Since FY2011, most areas of state human services funding have suffered as a result of the Governor’s stringent budget policy. This is true throughout the state, particularly in the downstate suburbs. This human services budget austerity, at a time of increasing state revenue collections, has also had a profound adverse impact on nonprofit human services providers funded under local and state contracts.
A companion Center report to this one, Why Washington Matters: Federal Spending is Crucial to New York Children and Families, explored the vulnerability of human services funding to proposed budget-cutting by Congress in 2017 and 2018. Federal funds for New York City human services were actually slightly higher (four percent) in 2018 than at the end of the 2008-09 Great Recession. In contrast, State funding for City human services was nine percent less in FY2018 than at the end of the Great Recession.
This human services disinvestment is evidence of State policymakers’ failure to use the state budget to respond to the very real daily struggles of many New Yorkers. As the State Legislature makes decisions about the Fiscal Year 2020 budget in the coming weeks, we call on them to consider how cuts to human services funding impede localities’ ability to provide the supports that children and families need to thrive.
Key Findings
Since the end of the 2008-09 Great Recession, New York’s economy has grown steadily but State funding for human services aid to local governments has been slashed by 26 percent (FY2011 to FY2018.)
Recovery from the recession has been uneven and many areas contend with continued economic hardship and child poverty.

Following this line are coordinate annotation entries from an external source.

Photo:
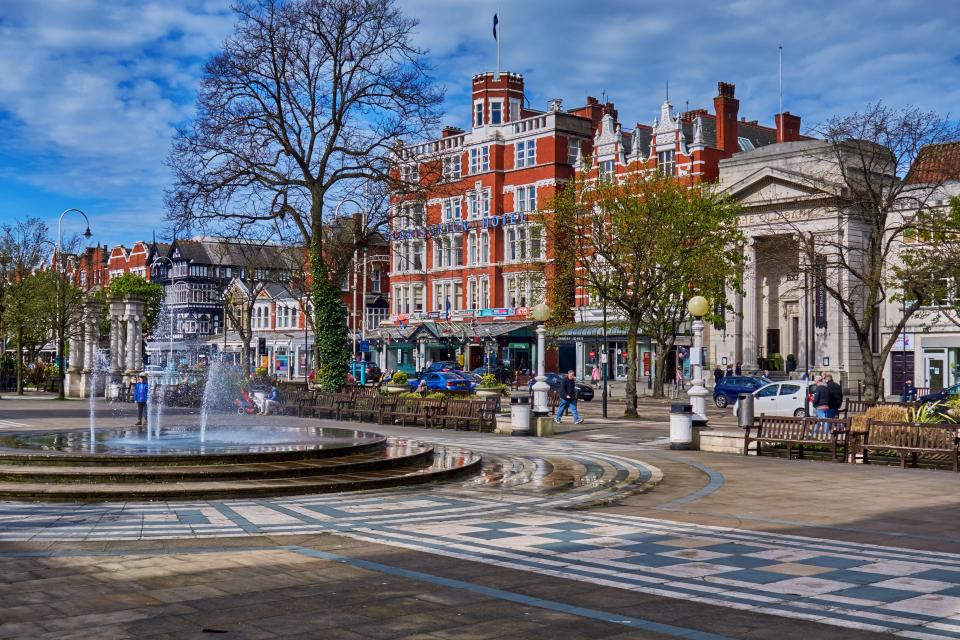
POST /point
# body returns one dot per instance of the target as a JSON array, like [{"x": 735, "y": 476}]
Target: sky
[{"x": 91, "y": 92}]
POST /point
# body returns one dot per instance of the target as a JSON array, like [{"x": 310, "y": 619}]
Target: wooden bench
[
  {"x": 851, "y": 407},
  {"x": 457, "y": 413},
  {"x": 415, "y": 411},
  {"x": 326, "y": 405},
  {"x": 372, "y": 408},
  {"x": 799, "y": 432},
  {"x": 931, "y": 441}
]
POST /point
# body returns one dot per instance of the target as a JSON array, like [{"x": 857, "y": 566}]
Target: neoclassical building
[{"x": 789, "y": 191}]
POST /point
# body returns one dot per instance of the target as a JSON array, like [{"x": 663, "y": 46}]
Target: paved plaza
[{"x": 600, "y": 532}]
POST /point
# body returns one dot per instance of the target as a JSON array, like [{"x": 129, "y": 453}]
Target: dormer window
[
  {"x": 496, "y": 112},
  {"x": 665, "y": 162}
]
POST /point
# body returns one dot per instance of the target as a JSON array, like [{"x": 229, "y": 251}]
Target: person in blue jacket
[{"x": 141, "y": 393}]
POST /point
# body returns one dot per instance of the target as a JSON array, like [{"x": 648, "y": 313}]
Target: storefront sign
[{"x": 459, "y": 226}]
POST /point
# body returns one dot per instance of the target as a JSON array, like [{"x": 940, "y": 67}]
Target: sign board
[
  {"x": 696, "y": 357},
  {"x": 904, "y": 342}
]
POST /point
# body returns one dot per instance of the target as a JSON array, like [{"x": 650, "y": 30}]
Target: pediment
[{"x": 776, "y": 186}]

The number of food stamp recipients in the suburbs and upstate is 57 percent higher than before the recession, and child poverty in several upstate cities ranges from 30 to 50 percent. These localities are forced to meet increased need with less funding help from the State.
Downstate suburban counties have been hit the hardest by decreases in local aid. Nassau, Suffolk, Westchester, Rockland, and Orange counties experienced a collective 25 percent decline in State funding from 2011 to 2017 (the latest year for county-level, calendar-year detail), compared to an overall seven percent decrease in funding for upstate counties, and a 10 percent falloff in New York City. The corresponding statewide decline in human services aid is 21 percent for 2011-17 and a full 26 percent for the FY2011-18 term.

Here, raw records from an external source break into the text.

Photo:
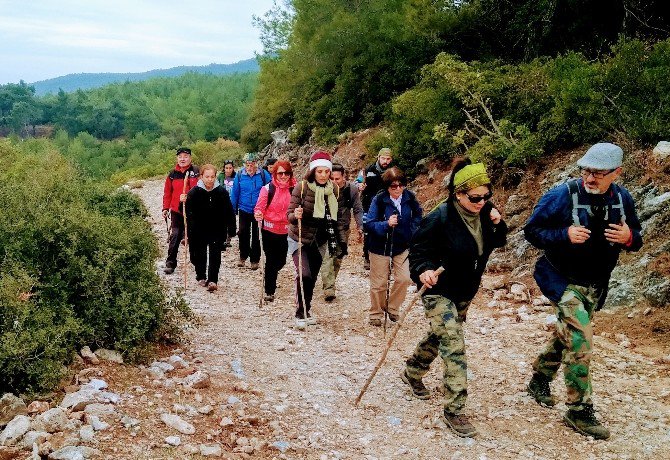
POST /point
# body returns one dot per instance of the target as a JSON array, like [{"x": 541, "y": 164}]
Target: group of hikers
[{"x": 581, "y": 225}]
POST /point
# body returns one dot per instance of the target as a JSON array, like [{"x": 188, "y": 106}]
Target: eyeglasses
[
  {"x": 477, "y": 199},
  {"x": 585, "y": 172}
]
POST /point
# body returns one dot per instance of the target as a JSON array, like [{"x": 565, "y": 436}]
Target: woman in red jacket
[{"x": 270, "y": 212}]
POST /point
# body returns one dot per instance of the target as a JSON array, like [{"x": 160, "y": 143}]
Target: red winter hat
[{"x": 320, "y": 158}]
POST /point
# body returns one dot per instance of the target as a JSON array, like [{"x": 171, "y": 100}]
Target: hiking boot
[
  {"x": 538, "y": 388},
  {"x": 459, "y": 424},
  {"x": 311, "y": 320},
  {"x": 584, "y": 421},
  {"x": 419, "y": 390}
]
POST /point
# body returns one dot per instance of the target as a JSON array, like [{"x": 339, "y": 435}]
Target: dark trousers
[
  {"x": 276, "y": 248},
  {"x": 199, "y": 259},
  {"x": 176, "y": 235},
  {"x": 311, "y": 264},
  {"x": 250, "y": 244}
]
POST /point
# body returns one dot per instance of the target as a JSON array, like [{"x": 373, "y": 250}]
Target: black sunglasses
[{"x": 477, "y": 199}]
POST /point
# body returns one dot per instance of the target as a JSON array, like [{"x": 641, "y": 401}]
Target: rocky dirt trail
[{"x": 300, "y": 385}]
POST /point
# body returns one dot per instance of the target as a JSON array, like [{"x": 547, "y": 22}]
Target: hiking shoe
[
  {"x": 419, "y": 390},
  {"x": 538, "y": 388},
  {"x": 459, "y": 424},
  {"x": 584, "y": 422}
]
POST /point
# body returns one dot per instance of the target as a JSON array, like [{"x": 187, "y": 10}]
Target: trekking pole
[
  {"x": 417, "y": 296},
  {"x": 184, "y": 191},
  {"x": 302, "y": 288},
  {"x": 263, "y": 262}
]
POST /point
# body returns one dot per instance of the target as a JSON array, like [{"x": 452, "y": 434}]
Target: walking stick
[
  {"x": 417, "y": 296},
  {"x": 302, "y": 288},
  {"x": 184, "y": 191}
]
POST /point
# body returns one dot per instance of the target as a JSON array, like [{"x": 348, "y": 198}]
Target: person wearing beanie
[
  {"x": 173, "y": 197},
  {"x": 371, "y": 185},
  {"x": 270, "y": 212},
  {"x": 315, "y": 202},
  {"x": 246, "y": 188},
  {"x": 581, "y": 226},
  {"x": 459, "y": 235}
]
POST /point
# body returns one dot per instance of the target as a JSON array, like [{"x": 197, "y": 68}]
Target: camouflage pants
[
  {"x": 329, "y": 270},
  {"x": 572, "y": 344},
  {"x": 445, "y": 338}
]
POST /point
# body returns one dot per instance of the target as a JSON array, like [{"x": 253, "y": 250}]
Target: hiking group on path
[{"x": 581, "y": 226}]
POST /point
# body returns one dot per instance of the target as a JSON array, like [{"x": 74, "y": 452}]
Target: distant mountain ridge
[{"x": 72, "y": 82}]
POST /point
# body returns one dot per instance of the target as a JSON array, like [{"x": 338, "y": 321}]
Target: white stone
[
  {"x": 173, "y": 440},
  {"x": 14, "y": 430},
  {"x": 51, "y": 421},
  {"x": 210, "y": 450},
  {"x": 662, "y": 150},
  {"x": 179, "y": 424}
]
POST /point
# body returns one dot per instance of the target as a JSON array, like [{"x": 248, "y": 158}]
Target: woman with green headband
[{"x": 459, "y": 235}]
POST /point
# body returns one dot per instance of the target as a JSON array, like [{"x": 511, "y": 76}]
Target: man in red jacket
[{"x": 174, "y": 195}]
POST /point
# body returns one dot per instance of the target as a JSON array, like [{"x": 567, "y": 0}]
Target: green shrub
[{"x": 76, "y": 267}]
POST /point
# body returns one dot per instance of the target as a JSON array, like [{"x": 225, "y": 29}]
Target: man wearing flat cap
[{"x": 582, "y": 226}]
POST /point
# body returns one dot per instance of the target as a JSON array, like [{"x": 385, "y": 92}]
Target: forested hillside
[
  {"x": 73, "y": 82},
  {"x": 505, "y": 80}
]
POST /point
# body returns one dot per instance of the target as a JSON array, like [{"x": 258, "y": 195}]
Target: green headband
[{"x": 471, "y": 176}]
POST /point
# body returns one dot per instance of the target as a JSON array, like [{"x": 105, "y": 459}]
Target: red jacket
[{"x": 174, "y": 186}]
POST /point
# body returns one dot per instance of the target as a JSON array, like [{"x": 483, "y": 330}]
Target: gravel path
[{"x": 308, "y": 380}]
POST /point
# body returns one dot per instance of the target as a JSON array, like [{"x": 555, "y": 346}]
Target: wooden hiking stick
[
  {"x": 302, "y": 289},
  {"x": 417, "y": 296},
  {"x": 184, "y": 191}
]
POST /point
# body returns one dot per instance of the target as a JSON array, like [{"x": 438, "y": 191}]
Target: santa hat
[{"x": 320, "y": 158}]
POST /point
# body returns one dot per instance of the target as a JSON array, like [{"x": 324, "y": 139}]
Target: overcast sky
[{"x": 42, "y": 39}]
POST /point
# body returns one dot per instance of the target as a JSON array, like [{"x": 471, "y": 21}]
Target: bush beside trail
[{"x": 76, "y": 268}]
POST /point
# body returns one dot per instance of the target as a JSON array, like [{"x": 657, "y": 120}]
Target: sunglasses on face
[
  {"x": 477, "y": 199},
  {"x": 585, "y": 172}
]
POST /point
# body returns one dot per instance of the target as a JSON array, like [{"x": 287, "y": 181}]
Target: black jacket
[
  {"x": 443, "y": 239},
  {"x": 209, "y": 215}
]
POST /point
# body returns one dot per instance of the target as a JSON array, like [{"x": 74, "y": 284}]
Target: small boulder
[
  {"x": 88, "y": 355},
  {"x": 10, "y": 407}
]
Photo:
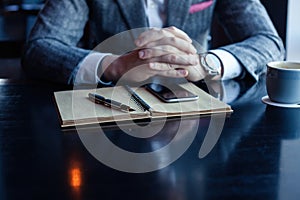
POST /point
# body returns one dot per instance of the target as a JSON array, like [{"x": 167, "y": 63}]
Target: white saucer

The reduction in State local aid means counties have had fewer resources to fund services. Inflation-adjusted spending from all sources (local, state and federal) on human services, mental health and public health plummeted by 46 percent from 2011 to 2017 for the five downstate counties and by 32 percent for 51 upstate counties.
Since FY2012, Governor Andrew Cuomo has proposed a 2 percent cap on increased spending for all State operating funds, placing fairly tight limits on expenditure growth. This spending cap has not been applied evenly; while Medicaid and school aid have increased 4 percent per year since FY2012, human services local aid has fallen by 5 percent annually.
Localities spend a large part of State aid on contracts with human services nonprofits. Yet, these nonprofits have gone for years without even minimal cost-of-living adjustments and contract reimbursement rates have consistently been too low to fully cover nonprofits’ costs. This adversely affects the predominantly female nonprofit human services workforce, who are paid significantly less than workers in analogous positions in other fields.
State human services aid to New York City remains nearly nine percent (as of FY2018) below pre-FY2011 levels when adjusted for inflation. In FY2018, the State provided a total of nearly $1.9 billion in human services aid to five New York City agencies providing assistance to the city’s children and vulnerable families.
If State human services funding to localities had grown at the same rate as the overall State budget since FY2011, the proposed FY2020 budget would be 44 percent higher (+ $2.2 billion) than proposed by the Governor, and the amount going to New York City would be 20 percent greater (or roughly $360 million higher than current funding).